With these issues in mind, there is therefore a need for a solution that enables a structured representation of design and optoelectronic characteristics for the semiconductor laser domain and that also provides provenance information for the various properties. This will serve to provide a platform for the organization of experimental data from various sources, together with respective links to the sources of this data. This will also provide a standard way of exploring the data and understanding the inherent relationships in a quicker way, hence enhancing efficiency in the semiconductor laser fabrication process. Semantic enrichment will also provide links to other related data, such as formal definitions of QCL properties and their corresponding units on the web. The ontology model will allow FAIR access to QCL data captured in different sources, hence allowing semantic interoperability when analyzing this data by the community. Lastly, the formal representation can also be used to define a schema that can be used to organize data in order to generate a knowledge graph (KG) for the QCL data. The KG can be used to represent massive experimental data to allow a quicker analysis of the inherent relationships within the data.
3. Related Work

In this section, we give a detailed overview of ontologies and standards in materials science. The guiding intentions in the analysis are as follows:

i
To analyze the ability of the ontologies to represent the relationship between design and performance properties in the QCL domain.
ii
The ability of the ontologies to be instantiated with sample data on quantum cascade semiconductor laser properties and provide answers to queries regarding the laser properties.
In order to achieve this, we use search services such as MatPortal¹, BioPortal², Linked Open Vocabularies,³ and search engines such as Google.
3.1. Ontologies and Standards in Material Science

In the materials science domain, there is progress in the use of semantic technologies for various applications, such as the representation of complex domain knowledge. This enables the sharing and utilization of complex information in an open and agreeable way by both machines and humans. Ontologies are one of the technologies being widely adopted, with the focus being on representing specific subdomains and general material domain knowledge.

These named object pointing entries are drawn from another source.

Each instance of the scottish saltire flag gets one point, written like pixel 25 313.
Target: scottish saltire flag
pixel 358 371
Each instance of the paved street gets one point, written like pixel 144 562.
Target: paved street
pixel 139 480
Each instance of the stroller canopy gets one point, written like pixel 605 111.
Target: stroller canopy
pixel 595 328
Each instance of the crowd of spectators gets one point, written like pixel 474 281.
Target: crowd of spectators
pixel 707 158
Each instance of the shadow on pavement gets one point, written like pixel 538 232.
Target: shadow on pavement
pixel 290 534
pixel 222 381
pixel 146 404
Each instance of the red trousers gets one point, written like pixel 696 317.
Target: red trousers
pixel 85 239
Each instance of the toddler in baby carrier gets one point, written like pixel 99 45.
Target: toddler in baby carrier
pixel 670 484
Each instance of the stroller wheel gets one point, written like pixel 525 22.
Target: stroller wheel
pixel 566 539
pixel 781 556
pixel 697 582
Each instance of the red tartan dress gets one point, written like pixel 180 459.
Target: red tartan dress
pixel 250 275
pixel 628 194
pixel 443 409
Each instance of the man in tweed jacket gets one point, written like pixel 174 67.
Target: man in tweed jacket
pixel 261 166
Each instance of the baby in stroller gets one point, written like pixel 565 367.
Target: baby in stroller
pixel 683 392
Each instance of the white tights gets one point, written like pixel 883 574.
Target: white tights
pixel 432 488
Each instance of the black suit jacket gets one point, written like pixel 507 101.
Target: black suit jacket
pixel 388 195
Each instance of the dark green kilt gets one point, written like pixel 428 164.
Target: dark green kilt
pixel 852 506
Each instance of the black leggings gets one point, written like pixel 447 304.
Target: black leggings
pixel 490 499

A couple of general ontologies that represent general materials domain knowledge have been proposed. These include Chemical Entities of Biological Interest (ChEBI; Degtyarenko et al., 2008), a freely available dataset of molecular entities, for example, atom, molecular ion, etc. Basic formal ontology (BFO; Smith, 2012), descriptive ontology for linguistic and cognitive engineering (DOLCE; Gangemi et al., 2002), general formal ontology (GFO; Herre, 2010), and the elementary multiperspective material ontology (EMMO; Ghedini et al., 2020).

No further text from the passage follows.